Before you read this, I’m not an equine physiotherapist, I’m just sharing what I’ve been shown over the years by various physios.  I try to do Pea’s stretches most times I ride and she’s pretty flexible (though she wasn’t when I first started doing them!)  Read on for my reasons for stretching Pea, my top tips and our routine accompanied by pictures from our soggy, sweaty stretching session after hacking and schooling on Saturday (please forgive the state of us!)
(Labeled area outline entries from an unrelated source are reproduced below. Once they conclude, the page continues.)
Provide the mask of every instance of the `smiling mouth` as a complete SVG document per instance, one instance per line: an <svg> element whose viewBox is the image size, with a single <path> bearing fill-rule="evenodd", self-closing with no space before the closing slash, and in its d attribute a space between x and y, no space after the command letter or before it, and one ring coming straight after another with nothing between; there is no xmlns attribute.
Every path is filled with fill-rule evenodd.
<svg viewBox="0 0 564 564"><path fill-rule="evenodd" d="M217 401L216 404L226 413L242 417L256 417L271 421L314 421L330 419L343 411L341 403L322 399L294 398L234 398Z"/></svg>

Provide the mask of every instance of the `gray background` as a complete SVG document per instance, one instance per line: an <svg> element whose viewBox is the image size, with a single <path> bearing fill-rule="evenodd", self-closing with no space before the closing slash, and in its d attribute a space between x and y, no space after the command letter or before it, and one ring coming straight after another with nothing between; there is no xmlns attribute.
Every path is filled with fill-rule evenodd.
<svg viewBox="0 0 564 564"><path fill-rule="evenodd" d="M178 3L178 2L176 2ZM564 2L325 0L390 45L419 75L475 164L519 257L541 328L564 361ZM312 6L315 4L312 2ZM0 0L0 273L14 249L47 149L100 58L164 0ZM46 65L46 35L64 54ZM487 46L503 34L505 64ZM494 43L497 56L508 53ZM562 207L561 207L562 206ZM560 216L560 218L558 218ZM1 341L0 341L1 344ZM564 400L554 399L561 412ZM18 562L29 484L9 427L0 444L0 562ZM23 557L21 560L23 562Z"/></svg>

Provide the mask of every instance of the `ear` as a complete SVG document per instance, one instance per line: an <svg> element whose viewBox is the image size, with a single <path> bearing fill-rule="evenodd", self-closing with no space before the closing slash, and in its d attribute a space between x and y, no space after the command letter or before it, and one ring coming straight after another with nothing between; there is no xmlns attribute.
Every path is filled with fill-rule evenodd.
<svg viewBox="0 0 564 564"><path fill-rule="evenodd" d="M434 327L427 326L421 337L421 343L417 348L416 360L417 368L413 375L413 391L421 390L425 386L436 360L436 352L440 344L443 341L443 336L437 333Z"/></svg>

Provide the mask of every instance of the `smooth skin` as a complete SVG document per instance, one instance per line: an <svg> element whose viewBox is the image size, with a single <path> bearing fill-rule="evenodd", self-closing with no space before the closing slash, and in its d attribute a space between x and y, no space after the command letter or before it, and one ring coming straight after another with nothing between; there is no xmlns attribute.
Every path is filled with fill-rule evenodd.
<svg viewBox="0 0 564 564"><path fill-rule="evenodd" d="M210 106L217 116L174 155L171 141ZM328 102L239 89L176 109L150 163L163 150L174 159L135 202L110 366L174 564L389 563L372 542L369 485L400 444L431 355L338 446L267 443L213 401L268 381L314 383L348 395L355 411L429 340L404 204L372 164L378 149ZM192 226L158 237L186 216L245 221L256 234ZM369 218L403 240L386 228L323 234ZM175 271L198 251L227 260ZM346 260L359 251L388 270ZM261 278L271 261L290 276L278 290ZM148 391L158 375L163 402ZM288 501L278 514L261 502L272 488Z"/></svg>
Reasons to stretch your horse:

  • Improve flexibility and range of movement
  • Reduce stiffness
  • Strengthen tissue/protect from injury
  • Warm up or cool down
  • A nice bit of bonding time!

Top tips:

  • Don’t tie your horse up – either get someone to hold them or do your stretches in an safe space like a stable or arena!
  • Start each stretch with your horse stood squarely (where possible!)
  • Repeat everything on both sides
  • Be gentle!
  • For the treat/carrot stretches, encourage your horse to mouth the treat/carrot before you give it to them, otherwise they won’t be holding the stretch long enough!
  • Don’t force your horse to do more than they are comfortable with
  • Don’t do anything that might aggravate an injury and if you’re unsure, ask your vet or physio before doing any stretches

1. I start with neck/back stretches.  For the first one, I use a carrot or treat to encourage Pea to bend her neck around as far back as she can.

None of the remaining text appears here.